The specific epithet concolor means "all one color", and refers to the leaves being glaucous both above and below.

== Distribution ==
This tree is native to the mountains of western North America from the southern Cascade Range in Oregon, south throughout California and into the Sierra de San Pedro Mártir in northern Baja California, and south throughout the Colorado Plateau and southern Rocky Mountains in Utah and Colorado, and into the isolated mountain ranges of southern Arizona, New Mexico, and Northern Mexico. It naturally occurs between 900 and 3400 m above sea level.

== Ecology ==
White fir is very closely related to grand fir (Abies grandis), and intergrades with it in central Oregon. It is also suggested that all of subspecies lowiana has experienced genetic introgression from grand fir. White fir occupies a different niche than grand fir, including dryer and higher elevation sites, being more drought tolerant and having thicker, fire-resistant bark. In Mexico, it is replaced by further close relatives, Durango fir (A. durangensis) and Mexican fir (A. mexicana).

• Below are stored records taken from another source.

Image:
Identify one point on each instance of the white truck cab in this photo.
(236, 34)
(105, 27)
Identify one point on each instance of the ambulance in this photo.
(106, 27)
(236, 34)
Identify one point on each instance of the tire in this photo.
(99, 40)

Like grand fir, white fir is more shade tolerant than Douglas fir, but less so than western hemlock and western redcedar. White fir is a climax species, which means the forest has reached complex maturity in forest succession in western coniferous forests of the U.S. White fir and yellow pine (ponderosa pine/Jeffrey pine) have co-existed for millennia in old growth forests throughout their range. In the presence of logging of large diameter trees and exclusion of cleansing wildfires, young trees have become abundant over the past two centuries. White fir had been regarded as a pest in the past by those in the lumber industry, but this opinion has changed. White fir is now one of the most important of all commercial softwoods according to the Western Wood Products Association.

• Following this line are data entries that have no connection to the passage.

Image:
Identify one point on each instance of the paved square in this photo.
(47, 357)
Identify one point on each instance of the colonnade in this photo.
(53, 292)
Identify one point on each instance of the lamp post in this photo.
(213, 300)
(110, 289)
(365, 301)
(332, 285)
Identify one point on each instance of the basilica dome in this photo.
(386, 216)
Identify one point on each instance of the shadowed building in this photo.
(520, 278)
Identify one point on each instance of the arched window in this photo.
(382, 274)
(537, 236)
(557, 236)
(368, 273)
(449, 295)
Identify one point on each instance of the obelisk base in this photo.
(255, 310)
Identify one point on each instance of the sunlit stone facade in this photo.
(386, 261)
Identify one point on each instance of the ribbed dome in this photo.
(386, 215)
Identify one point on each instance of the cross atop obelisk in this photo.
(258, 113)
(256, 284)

The white fir trait of retaining lower limbs creates an escape route for medium-to-small forest birds (such as spotted owl) from larger flying predators and provides a drip zone around the roots for collecting moisture. The retained limbs can become a fuel ladder that allows flames to climb up to the canopy. Limbing-up white fir, instead of removing medium to large diameter trees, in areas where the public is more likely to start fires can help keep other trees and specifically giant sequoia from experiencing canopy fire. Recent concern for sequoia groves has caused agencies to call for removal of white fir in the Sierra Nevada. While sequoia seedlings and young saplings are highly susceptible to mortality or serious injury by fire; mature sequoias are fire adapted with: fire-resistant bark, elevated canopies, self-pruning lower branches, latent buds, and serotinous cones. The sequoia ecosystem is incomplete without the mixed pine/fir and oak that make up the mid and understory. Giant Sequoia's cones release seeds when the heat of fire triggers them to open while the thick bark protects the inner cambium from fire damage.

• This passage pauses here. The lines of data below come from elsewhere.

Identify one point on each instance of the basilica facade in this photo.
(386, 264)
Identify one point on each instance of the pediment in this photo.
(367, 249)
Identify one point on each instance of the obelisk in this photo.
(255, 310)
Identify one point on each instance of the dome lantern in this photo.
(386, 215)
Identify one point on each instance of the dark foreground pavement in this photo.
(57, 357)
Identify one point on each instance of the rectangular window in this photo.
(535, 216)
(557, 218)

This tree is host to fir mistletoe (Phoradendron pauciflorum) and fir dwarf mistletoe (Arceuthobium abietinum), two species of parasitic plant. It is attacked by many types of insects, such as the fir engraver (Scolytus ventralis).

=== Dependent species ===
Mature white fir–yellow pine forests support old-growth dependent wildlife species such as California spotted owl (Strix occidentalis occidentalis), Mount Pinos sooty grouse (Dendragapus fuliginosus howardi), and Pacific fisher (Pekania pennanti). The spotted owl and fisher utilize cavities in decadent large-diameter white fir for nesting and denning. The Mount Pinos sooty grouse requires large diameter trees for thermal cover and its winter diet consists of mostly white fir and yellow pine needles. This subspecies of sooty grouse has been extirpated along with a significant number of large diameter white fir from much of its range. Other subspecies of sooty grouse also utilize Douglas fir, which does not occur in the range of Mount Pinos sooty grouse. Squirrel also frequent the tree's branches.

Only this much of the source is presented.